Each semester, University Scholars engage in small-group discussion seminars called “Exploration Series.” University Scholar James Felderhoff ‘17 is a junior aerospace engineering major who participated in the Intelligence Exploration Series seminar this semester. Throughout the semester, Scholars benefitted from the expertise of guest lecturers like Dr. Lisa Geraci, associate professor of psychology, who shared how stereotypes affect performance, and Dr. Fredrick Nafukho, department head of Educational Administration and Human Resource Development, who gave an interactive presentation on emotional intelligence. In this post, James shares the difficulties of forming a single definition of intelligence.
By James Felderhoff
Intelligence has and always will be a large discussion among humans as we strive to quantify everything. Everyone knows what intelligence is and recognizes it when we see it. However, it may be one of the most difficult ideas to measure because of the immense diversity in which it can be found. Who is considered intelligent? A doctor? A lawyer? An engineer? A musician? A plant? A robot? Someone who can crunch numbers or play Beethoven’s 5th symphony?

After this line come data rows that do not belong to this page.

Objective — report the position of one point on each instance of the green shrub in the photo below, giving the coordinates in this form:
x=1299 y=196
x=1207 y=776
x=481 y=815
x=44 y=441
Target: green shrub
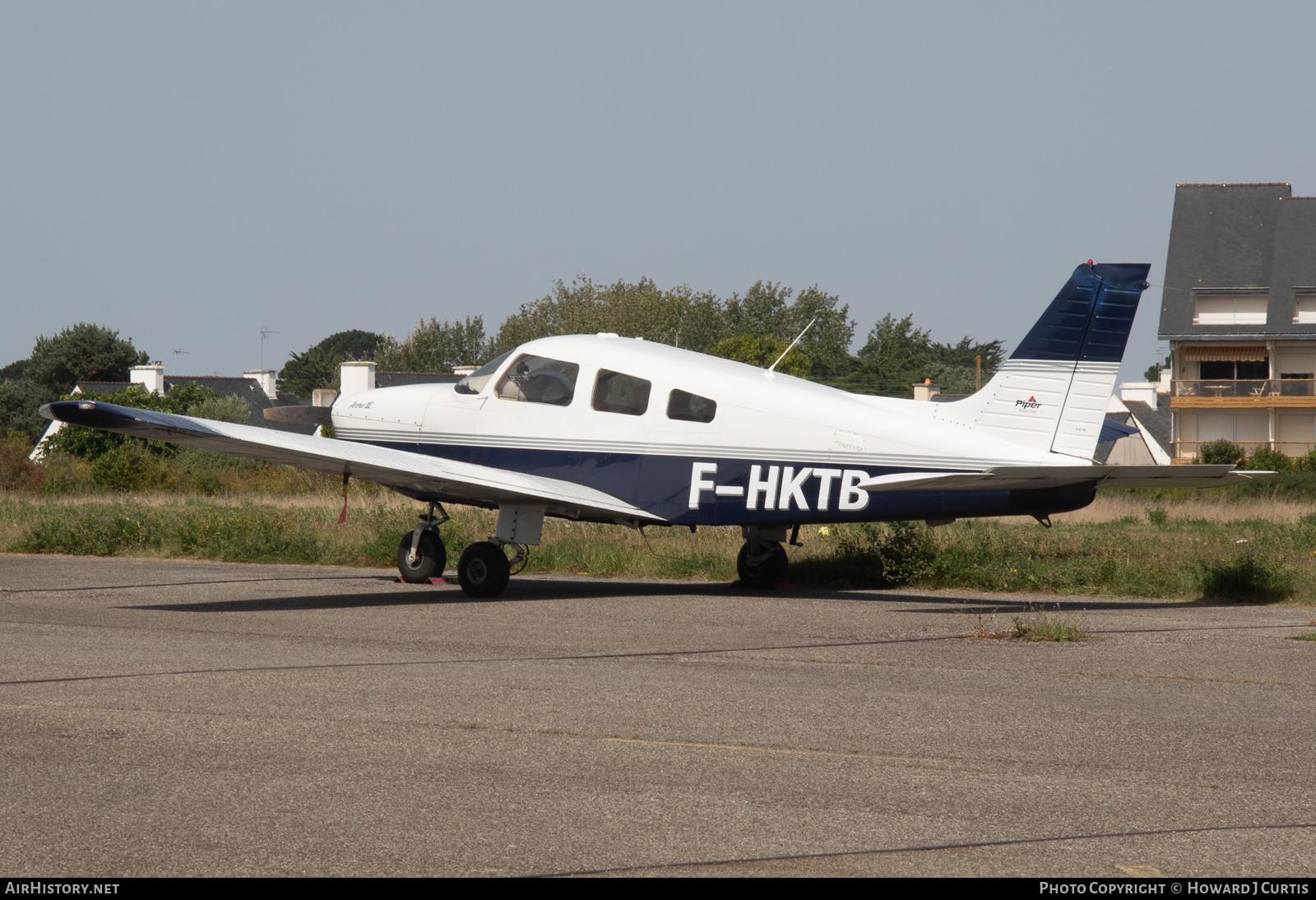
x=65 y=474
x=128 y=467
x=249 y=535
x=1221 y=452
x=1245 y=579
x=1306 y=463
x=17 y=472
x=885 y=554
x=1040 y=627
x=1269 y=461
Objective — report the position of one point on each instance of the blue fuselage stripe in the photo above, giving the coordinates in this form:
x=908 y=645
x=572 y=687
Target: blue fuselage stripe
x=752 y=491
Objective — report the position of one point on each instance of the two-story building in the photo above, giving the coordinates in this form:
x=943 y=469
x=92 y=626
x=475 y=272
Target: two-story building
x=1239 y=312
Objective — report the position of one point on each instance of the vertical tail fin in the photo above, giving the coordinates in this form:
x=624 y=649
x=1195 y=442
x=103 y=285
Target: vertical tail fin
x=1052 y=392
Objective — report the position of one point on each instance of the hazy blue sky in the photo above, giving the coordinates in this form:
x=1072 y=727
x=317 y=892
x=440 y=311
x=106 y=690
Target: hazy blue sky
x=188 y=173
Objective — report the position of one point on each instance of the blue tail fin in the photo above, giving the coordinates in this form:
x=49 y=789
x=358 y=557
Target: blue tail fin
x=1052 y=392
x=1091 y=318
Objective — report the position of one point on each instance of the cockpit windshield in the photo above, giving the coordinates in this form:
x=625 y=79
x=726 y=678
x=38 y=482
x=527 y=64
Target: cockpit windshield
x=539 y=379
x=475 y=382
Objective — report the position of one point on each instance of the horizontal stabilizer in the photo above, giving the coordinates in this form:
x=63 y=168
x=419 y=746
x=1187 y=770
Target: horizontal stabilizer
x=1012 y=478
x=1111 y=430
x=410 y=472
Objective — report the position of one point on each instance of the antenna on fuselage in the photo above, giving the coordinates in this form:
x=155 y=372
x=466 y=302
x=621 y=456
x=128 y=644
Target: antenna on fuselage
x=793 y=344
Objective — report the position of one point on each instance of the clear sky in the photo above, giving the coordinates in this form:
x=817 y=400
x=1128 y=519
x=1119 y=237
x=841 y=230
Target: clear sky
x=188 y=173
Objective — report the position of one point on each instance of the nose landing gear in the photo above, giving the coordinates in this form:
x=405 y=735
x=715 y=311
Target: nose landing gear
x=761 y=562
x=421 y=554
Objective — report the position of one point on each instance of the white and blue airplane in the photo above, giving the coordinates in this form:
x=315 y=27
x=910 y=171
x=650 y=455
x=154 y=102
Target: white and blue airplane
x=609 y=429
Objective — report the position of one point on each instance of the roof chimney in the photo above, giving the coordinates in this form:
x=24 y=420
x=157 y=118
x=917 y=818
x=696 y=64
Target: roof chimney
x=927 y=390
x=355 y=377
x=149 y=377
x=266 y=377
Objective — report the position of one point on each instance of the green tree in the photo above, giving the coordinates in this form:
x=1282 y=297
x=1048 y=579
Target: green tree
x=762 y=350
x=682 y=318
x=765 y=309
x=83 y=351
x=677 y=316
x=20 y=404
x=899 y=355
x=15 y=370
x=317 y=368
x=436 y=346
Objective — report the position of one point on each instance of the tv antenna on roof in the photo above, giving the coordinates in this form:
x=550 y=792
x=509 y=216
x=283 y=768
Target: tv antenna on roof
x=265 y=336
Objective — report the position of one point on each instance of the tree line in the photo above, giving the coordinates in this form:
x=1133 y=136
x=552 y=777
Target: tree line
x=754 y=327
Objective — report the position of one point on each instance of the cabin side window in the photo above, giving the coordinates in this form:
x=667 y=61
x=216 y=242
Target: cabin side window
x=690 y=407
x=475 y=382
x=539 y=379
x=622 y=394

If they can do one but not the other, are they still intelligent? It all depends on how you define intelligence, which is exactly what we attempted to do in the Intelligence Seminar this semester.
We first began with trying to give a concrete definition of intelligence. However, we quickly realized that there are simply too many types of intelligence to incorporate into one distinct definition that fits them all. As a result, we decided to look at how we could measure intelligence to see if that would help. We took the Wonderlic IQ test used by the National Football League [presented by Dr. Arnold LeUnes, psychology professor], listened to a speaker on how schools found “gifted” students [Dr. Joyce Juntune, instructional associate professor of educational psychology], and even spoke with an expert on artificial intelligence [Dr. Tracy Anne Hammond, director of A&M’s Sketch Recognition Lab]. Yet they all calculated intelligence differently.
However, they all agreed on one thing: They were only trying to measure a specific type of intellect, not intelligence as a whole, and they realize that their tests have faults. The Wonderlic test wanted to find those that could think and decipher quickly, the schools looked for who could learn quickly, and artificial intelligence focused on communication and the functions of the body that humans do naturally without thought, such as reading people’s emotions. The separate tests rarely overlap, yet they all study intellect.
Once we figured out that we cannot give a single definition to intelligence and cannot measure it except in bits and pieces, we decided to look at how/if it changes. For this we looked at memory. We had an expert in false memory [Dr. Steven Smith, psychology professor] come in to speak about how our minds often trick us into remembering something that did not happen. For example, he gave us the Spider Test. We looked at a list of words related to a spider that did not include the word spider and were told to memorize them. After a certain time the list was taken away and we were told write the words we remembered. Most of us wrote the word spider. Are we intelligent for making the correct association to a spider or “dumb” for remembering it on the list when it was not?
As the semester came to a close, we realized that there was no way for us to define intelligence, at least, not in a single, concise, overlaying definition. So we decided on this conclusion: There are multiple types of intelligence and they can all be measured in different ways, to a degree. While we “know” what intelligence is, we could not tell you. It is something everyone has to figure out on their own for now.